- The Washington Times - Tuesday, April 29, 2003

North Korea has offered to dismantle its nuclear weapons and missile programs in exchange for "considerable" concessions from the United States, Secretary of State Colin L. Powell said yesterday.
State Department spokesman Richard Boucher said later that the North Koreans laid out a long list of demands during talks last week in Beijing, where Pyongyang acknowledged for the first time that it had nuclear weapons. These were the first direct talks between the United States and North Korea in six months.
The demands list, which a senior State Department official called so extensive as to defy a "concise description," included resumption of free heavy-fuel oil shipments, security guarantees, and the normalization of relations with the United States.
"The North Koreans acknowledged a number of things that they were doing and, in effect, said these are now up for further discussion," Mr. Powell told reporters after a meeting with visiting Jordanian Foreign Minister Marwan Jamil Al-Muasher.
"They did put forward a plan that would ultimately deal with their nuclear capability and their missile activities," the secretary said. "But they, of course, expect something considerable in return."
He said the Bush administration was "studying" the North's proposal and "examining it with our friends and allies," including South Korea, Japan, Russia and Australia.
"It was useful to get it all out on the table and see where we go from here," he said of the April 23-25 talks in Beijing.
Today, North Korea said future nuclear talks with the United States would be useless if Washington sticks to its demand that Pyongyang disarm, without considering the North's offer to scrap its atomic arms for concessions.
"If the U.S. stance is left as it is, future talks would be a waste of time and it is as clear as fire that such talks would offer no help in resolving the nuclear problem," said Minju Joson, a newspaper published by the North Korean Cabinet.
Yesterday, Mr. Powell dismissed as "nonsense" reports that North Korea had informed the State Department on March 31 that it had begun reprocessing 8,000 spent fuel rods and that the rest of the Bush administration was kept in the dark about it.
"Our intelligence community still cannot give us any validation or confirmation of what North Korea has said at various times and in various places with respect to reprocessing," he said.
"What we were told on the 31st was shared within the administration. I'm not sure if everybody in the administration got it, but it isn't relevant because it didn't seem to be anything that was terribly new or different from what we had been told on a regular basis over the last several months.

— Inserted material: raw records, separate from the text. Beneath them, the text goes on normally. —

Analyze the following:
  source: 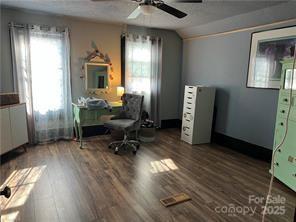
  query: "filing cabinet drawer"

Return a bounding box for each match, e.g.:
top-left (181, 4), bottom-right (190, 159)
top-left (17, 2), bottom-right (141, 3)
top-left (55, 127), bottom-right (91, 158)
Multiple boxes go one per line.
top-left (185, 86), bottom-right (196, 95)
top-left (278, 104), bottom-right (289, 118)
top-left (277, 104), bottom-right (296, 122)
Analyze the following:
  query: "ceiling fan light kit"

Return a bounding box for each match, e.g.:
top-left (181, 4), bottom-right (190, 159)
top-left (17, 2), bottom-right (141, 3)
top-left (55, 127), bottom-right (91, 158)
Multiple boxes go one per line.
top-left (139, 4), bottom-right (156, 15)
top-left (91, 0), bottom-right (202, 19)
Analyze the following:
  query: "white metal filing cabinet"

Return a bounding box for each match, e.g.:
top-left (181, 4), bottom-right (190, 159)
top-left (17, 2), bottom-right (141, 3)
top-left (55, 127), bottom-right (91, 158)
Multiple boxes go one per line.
top-left (181, 86), bottom-right (216, 144)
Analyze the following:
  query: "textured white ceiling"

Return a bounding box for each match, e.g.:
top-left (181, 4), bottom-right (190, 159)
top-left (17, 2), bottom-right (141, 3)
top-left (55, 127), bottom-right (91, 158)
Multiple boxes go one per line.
top-left (0, 0), bottom-right (283, 30)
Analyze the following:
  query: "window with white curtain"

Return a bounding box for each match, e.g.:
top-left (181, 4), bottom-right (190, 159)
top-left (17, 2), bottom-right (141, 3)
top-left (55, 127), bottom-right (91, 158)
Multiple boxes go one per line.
top-left (125, 34), bottom-right (162, 126)
top-left (10, 25), bottom-right (73, 143)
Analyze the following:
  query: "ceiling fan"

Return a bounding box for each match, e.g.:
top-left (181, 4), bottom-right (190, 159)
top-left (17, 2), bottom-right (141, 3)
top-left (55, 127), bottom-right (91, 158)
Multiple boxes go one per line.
top-left (92, 0), bottom-right (202, 19)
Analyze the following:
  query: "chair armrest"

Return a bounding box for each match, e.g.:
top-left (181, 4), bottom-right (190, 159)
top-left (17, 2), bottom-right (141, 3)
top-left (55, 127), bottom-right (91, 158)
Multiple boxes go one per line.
top-left (111, 111), bottom-right (127, 120)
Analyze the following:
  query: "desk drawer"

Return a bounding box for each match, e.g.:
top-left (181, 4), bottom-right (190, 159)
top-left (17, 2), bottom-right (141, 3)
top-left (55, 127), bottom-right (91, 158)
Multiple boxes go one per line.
top-left (274, 157), bottom-right (296, 191)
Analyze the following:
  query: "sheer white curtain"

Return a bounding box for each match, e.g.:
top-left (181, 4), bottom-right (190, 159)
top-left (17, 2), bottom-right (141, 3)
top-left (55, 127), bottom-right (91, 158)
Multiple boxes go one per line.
top-left (10, 24), bottom-right (73, 143)
top-left (125, 34), bottom-right (162, 126)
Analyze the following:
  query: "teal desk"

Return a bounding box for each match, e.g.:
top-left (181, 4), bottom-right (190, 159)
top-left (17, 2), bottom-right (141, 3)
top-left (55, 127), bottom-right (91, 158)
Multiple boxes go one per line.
top-left (72, 102), bottom-right (122, 149)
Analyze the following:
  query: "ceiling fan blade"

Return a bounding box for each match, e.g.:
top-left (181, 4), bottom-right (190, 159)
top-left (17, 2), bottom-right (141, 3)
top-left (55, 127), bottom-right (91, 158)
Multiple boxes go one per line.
top-left (127, 6), bottom-right (141, 19)
top-left (156, 3), bottom-right (187, 18)
top-left (166, 0), bottom-right (202, 3)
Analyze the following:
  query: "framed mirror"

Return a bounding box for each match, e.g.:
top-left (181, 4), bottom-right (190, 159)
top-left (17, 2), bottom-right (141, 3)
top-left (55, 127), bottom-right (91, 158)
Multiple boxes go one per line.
top-left (85, 62), bottom-right (110, 90)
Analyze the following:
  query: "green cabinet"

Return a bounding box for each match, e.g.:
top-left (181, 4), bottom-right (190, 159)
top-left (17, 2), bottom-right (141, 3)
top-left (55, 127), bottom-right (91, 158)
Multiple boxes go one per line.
top-left (274, 59), bottom-right (296, 191)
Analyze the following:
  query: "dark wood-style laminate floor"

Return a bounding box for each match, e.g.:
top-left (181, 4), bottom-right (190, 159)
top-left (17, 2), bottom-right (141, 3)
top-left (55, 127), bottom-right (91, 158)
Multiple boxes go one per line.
top-left (1, 129), bottom-right (296, 222)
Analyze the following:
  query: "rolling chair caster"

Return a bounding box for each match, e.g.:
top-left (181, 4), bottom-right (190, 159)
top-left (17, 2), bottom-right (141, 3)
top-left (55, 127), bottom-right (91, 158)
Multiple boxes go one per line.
top-left (0, 186), bottom-right (11, 198)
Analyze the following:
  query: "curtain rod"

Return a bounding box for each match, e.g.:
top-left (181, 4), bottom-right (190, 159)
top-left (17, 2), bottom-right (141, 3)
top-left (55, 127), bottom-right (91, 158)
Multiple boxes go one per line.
top-left (8, 22), bottom-right (67, 32)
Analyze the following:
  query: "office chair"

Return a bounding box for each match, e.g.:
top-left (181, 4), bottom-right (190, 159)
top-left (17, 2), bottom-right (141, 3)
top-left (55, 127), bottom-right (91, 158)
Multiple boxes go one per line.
top-left (104, 93), bottom-right (144, 154)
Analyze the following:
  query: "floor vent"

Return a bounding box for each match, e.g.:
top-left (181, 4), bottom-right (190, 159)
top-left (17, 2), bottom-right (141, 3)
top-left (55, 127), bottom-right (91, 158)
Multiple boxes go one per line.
top-left (160, 193), bottom-right (191, 207)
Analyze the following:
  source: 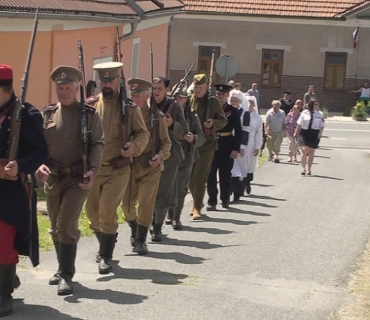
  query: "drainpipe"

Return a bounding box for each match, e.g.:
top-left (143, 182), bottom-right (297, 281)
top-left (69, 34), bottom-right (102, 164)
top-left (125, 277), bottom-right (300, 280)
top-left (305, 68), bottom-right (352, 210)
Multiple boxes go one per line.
top-left (166, 16), bottom-right (174, 79)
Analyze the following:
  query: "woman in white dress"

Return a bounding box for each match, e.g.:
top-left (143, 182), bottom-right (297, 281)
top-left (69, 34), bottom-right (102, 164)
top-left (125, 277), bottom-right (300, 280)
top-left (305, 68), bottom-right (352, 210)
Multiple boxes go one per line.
top-left (229, 89), bottom-right (250, 202)
top-left (244, 99), bottom-right (263, 194)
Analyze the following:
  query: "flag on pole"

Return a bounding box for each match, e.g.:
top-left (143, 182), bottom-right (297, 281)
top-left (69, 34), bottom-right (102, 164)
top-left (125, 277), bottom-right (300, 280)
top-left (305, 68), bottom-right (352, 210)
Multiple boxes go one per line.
top-left (352, 27), bottom-right (360, 49)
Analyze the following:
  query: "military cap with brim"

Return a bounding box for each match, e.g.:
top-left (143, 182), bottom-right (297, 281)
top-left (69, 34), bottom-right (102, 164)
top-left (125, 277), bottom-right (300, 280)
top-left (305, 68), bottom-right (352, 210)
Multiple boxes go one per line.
top-left (127, 78), bottom-right (152, 93)
top-left (93, 62), bottom-right (123, 82)
top-left (0, 64), bottom-right (13, 87)
top-left (50, 66), bottom-right (82, 84)
top-left (193, 73), bottom-right (208, 85)
top-left (215, 84), bottom-right (233, 92)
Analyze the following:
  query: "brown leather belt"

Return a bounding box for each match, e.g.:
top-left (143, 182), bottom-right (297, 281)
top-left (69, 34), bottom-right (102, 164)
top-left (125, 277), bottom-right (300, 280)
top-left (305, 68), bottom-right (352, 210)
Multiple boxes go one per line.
top-left (217, 131), bottom-right (233, 137)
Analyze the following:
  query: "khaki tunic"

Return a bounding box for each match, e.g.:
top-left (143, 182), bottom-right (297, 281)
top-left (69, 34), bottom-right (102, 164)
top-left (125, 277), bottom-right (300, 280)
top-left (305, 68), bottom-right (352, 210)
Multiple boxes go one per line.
top-left (122, 106), bottom-right (172, 227)
top-left (189, 95), bottom-right (227, 211)
top-left (86, 94), bottom-right (149, 234)
top-left (43, 102), bottom-right (104, 243)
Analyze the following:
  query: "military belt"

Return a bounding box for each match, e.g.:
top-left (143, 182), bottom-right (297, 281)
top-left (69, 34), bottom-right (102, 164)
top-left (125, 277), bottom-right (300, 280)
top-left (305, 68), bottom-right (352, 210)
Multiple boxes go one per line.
top-left (217, 131), bottom-right (233, 137)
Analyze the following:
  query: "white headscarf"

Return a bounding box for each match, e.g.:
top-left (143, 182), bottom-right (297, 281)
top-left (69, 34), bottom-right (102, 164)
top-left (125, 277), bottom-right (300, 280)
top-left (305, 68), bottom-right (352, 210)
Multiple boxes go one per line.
top-left (229, 89), bottom-right (244, 105)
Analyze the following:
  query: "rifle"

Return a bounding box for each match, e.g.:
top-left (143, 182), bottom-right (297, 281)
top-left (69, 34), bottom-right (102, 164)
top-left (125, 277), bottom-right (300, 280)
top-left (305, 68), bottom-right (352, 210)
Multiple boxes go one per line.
top-left (149, 44), bottom-right (158, 159)
top-left (77, 40), bottom-right (89, 184)
top-left (116, 25), bottom-right (132, 151)
top-left (203, 47), bottom-right (215, 136)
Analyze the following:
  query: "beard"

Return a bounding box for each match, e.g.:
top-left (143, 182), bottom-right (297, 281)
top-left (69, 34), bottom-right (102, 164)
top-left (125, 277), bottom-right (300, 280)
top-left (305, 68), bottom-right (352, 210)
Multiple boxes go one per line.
top-left (102, 88), bottom-right (116, 100)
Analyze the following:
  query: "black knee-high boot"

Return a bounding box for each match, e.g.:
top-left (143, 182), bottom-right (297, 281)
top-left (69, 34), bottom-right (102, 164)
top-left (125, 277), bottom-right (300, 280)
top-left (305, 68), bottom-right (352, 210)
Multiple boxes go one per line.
top-left (0, 264), bottom-right (16, 317)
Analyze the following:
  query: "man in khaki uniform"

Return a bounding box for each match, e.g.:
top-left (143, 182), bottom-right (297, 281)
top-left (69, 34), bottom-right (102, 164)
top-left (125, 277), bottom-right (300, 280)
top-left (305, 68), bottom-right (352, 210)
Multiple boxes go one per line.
top-left (36, 66), bottom-right (104, 295)
top-left (122, 79), bottom-right (172, 255)
top-left (152, 77), bottom-right (189, 242)
top-left (86, 62), bottom-right (149, 274)
top-left (189, 74), bottom-right (227, 220)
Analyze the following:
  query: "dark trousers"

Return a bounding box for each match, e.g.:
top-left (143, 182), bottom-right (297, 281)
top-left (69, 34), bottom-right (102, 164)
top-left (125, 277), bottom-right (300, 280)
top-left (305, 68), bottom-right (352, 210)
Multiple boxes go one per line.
top-left (207, 143), bottom-right (234, 205)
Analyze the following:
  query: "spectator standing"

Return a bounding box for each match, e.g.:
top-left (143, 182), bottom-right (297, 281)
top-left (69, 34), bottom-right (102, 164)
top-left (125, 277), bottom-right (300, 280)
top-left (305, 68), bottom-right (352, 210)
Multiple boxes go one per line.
top-left (247, 82), bottom-right (260, 106)
top-left (280, 90), bottom-right (294, 115)
top-left (294, 99), bottom-right (325, 176)
top-left (265, 100), bottom-right (286, 163)
top-left (286, 105), bottom-right (300, 162)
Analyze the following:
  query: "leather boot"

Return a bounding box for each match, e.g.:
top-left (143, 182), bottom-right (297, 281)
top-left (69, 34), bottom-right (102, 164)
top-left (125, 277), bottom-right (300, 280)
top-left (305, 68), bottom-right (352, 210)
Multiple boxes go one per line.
top-left (49, 240), bottom-right (60, 286)
top-left (0, 264), bottom-right (16, 317)
top-left (165, 207), bottom-right (175, 225)
top-left (135, 224), bottom-right (148, 256)
top-left (58, 242), bottom-right (77, 296)
top-left (152, 223), bottom-right (162, 242)
top-left (127, 220), bottom-right (137, 247)
top-left (94, 231), bottom-right (101, 263)
top-left (172, 211), bottom-right (182, 230)
top-left (99, 233), bottom-right (117, 274)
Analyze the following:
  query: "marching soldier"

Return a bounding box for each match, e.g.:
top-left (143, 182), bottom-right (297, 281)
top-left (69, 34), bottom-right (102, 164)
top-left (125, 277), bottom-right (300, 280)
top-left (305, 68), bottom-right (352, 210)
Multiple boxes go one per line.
top-left (122, 79), bottom-right (171, 255)
top-left (0, 64), bottom-right (48, 318)
top-left (37, 66), bottom-right (104, 295)
top-left (152, 77), bottom-right (189, 242)
top-left (189, 74), bottom-right (227, 220)
top-left (207, 84), bottom-right (242, 211)
top-left (166, 89), bottom-right (205, 230)
top-left (86, 62), bottom-right (149, 274)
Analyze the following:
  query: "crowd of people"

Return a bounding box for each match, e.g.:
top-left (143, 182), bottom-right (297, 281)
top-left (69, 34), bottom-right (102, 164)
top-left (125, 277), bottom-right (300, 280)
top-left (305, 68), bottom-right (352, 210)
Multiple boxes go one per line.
top-left (0, 62), bottom-right (324, 316)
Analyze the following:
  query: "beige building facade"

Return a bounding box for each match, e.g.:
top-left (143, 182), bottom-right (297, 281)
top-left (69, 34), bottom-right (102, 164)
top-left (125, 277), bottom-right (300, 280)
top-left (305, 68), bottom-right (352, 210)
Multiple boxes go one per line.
top-left (168, 1), bottom-right (370, 111)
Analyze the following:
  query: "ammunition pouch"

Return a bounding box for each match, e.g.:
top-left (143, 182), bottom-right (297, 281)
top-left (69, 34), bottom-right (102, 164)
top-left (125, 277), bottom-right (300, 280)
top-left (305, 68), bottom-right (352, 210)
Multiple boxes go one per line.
top-left (0, 158), bottom-right (18, 181)
top-left (108, 156), bottom-right (131, 169)
top-left (45, 159), bottom-right (83, 178)
top-left (135, 151), bottom-right (152, 167)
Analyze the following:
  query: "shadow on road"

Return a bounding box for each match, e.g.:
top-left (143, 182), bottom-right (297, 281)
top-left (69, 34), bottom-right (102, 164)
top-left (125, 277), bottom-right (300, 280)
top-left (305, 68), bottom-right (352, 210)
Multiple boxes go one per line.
top-left (247, 194), bottom-right (287, 201)
top-left (310, 174), bottom-right (344, 181)
top-left (64, 282), bottom-right (148, 304)
top-left (203, 215), bottom-right (258, 226)
top-left (12, 299), bottom-right (83, 320)
top-left (183, 226), bottom-right (233, 234)
top-left (253, 183), bottom-right (274, 188)
top-left (97, 264), bottom-right (188, 284)
top-left (237, 200), bottom-right (278, 208)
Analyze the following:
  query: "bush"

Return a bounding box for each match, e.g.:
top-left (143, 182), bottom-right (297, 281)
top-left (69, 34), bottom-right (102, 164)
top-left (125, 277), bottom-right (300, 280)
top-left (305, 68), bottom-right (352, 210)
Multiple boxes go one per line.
top-left (352, 101), bottom-right (367, 120)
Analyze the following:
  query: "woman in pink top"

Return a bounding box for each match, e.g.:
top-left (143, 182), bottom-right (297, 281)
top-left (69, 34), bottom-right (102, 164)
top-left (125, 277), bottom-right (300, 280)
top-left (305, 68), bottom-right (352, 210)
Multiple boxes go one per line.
top-left (286, 105), bottom-right (300, 162)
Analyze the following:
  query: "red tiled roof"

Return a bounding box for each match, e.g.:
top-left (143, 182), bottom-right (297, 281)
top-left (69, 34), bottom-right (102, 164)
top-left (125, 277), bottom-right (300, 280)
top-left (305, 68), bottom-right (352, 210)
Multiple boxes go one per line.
top-left (0, 0), bottom-right (183, 18)
top-left (183, 0), bottom-right (370, 18)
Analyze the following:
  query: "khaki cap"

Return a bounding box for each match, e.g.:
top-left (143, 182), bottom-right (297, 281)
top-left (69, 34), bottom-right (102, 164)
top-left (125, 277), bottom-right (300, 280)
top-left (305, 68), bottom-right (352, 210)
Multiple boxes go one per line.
top-left (50, 66), bottom-right (82, 84)
top-left (193, 73), bottom-right (208, 85)
top-left (172, 84), bottom-right (190, 98)
top-left (93, 62), bottom-right (123, 82)
top-left (127, 78), bottom-right (152, 93)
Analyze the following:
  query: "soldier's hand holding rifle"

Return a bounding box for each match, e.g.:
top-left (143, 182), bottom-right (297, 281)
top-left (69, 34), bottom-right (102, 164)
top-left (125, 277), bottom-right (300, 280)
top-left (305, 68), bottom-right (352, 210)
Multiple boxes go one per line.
top-left (78, 171), bottom-right (95, 190)
top-left (185, 132), bottom-right (195, 143)
top-left (203, 118), bottom-right (213, 129)
top-left (149, 154), bottom-right (162, 168)
top-left (166, 113), bottom-right (173, 128)
top-left (36, 164), bottom-right (51, 181)
top-left (121, 142), bottom-right (134, 158)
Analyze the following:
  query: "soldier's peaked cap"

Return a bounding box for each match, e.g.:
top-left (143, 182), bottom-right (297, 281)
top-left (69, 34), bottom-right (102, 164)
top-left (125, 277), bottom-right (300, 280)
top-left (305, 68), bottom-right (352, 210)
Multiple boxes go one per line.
top-left (215, 84), bottom-right (233, 92)
top-left (93, 62), bottom-right (123, 82)
top-left (193, 73), bottom-right (208, 85)
top-left (50, 66), bottom-right (82, 84)
top-left (127, 78), bottom-right (152, 93)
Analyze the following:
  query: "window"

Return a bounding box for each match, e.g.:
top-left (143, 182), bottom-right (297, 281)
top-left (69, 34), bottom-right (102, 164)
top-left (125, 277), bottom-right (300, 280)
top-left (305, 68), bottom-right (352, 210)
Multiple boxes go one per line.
top-left (92, 57), bottom-right (113, 94)
top-left (324, 52), bottom-right (347, 90)
top-left (198, 46), bottom-right (221, 83)
top-left (130, 38), bottom-right (140, 78)
top-left (261, 49), bottom-right (284, 87)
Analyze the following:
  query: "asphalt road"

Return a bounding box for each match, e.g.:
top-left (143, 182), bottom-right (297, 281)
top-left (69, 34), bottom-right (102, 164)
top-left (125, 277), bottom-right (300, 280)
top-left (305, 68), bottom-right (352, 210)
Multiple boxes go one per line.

It was not, in our judgment, anything that was particularly new or newsworthy."
On April 18, North Korea issued a statement saying: "As we have already declared, we are successfully reprocessing more than 8,000 spent fuel rods at the final phase."
The statement, which prompted some Bush administration officials to call for canceling the Beijing talks, led to confusion in Washington, where intelligence sources said there was no indication that reprocessing had actually begun.
The State Department blamed the confusion on a bad translation from Korean to English by the North's Korean Central News Agency. According to the department, the statement said Pyongyang was in the final stages of preparing to start reprocessing.
Three days later, the KCNA published a different and ungrammatical translation, saying: "As we have already declared, we are successfully going forward to reprocess work more than 8,000 spent fuel rods at the final phase."
Pyongyang's admission that it has nuclear weapons came on the first day of the Beijing talks. Some U.S. officials say the North fears that the quick military victory in Iraq might embolden Washington to use force against Pyongyang. North Korea, with Iran and prewar Iraq, constitute President Bush's "axis of evil."
U.S. intelligence agencies estimated years ago that North Korea had one or two nuclear weapons. But Pyongyang's admission is significant in terms of how the rest of the world views the North Korean threat, diplomats and arms-control analysts said.
The United States wanted South Korea and Japan to participate in the meetings with North Korea, but Pyongyang insisted on direct dialogue with Washington. The three-way meeting hosted by China was a compromise.
The head of the U.S. delegation, James Kelly, assistant secretary of state for East Asian and Pacific affairs, is the highest-ranking Bush administration official to visit Pyongyang. During a trip there in early October, he confronted the North with intelligence that it had developed a secret uranium-enrichment program, violating a 1994 nuclear deal known as the Agreed Framework.
The North, which then reportedly admitted to having the program, reopened its nuclear complex in December and expelled weapons inspectors from the United Nations. In January, it withdrew from the nuclear Non-Proliferation Treaty.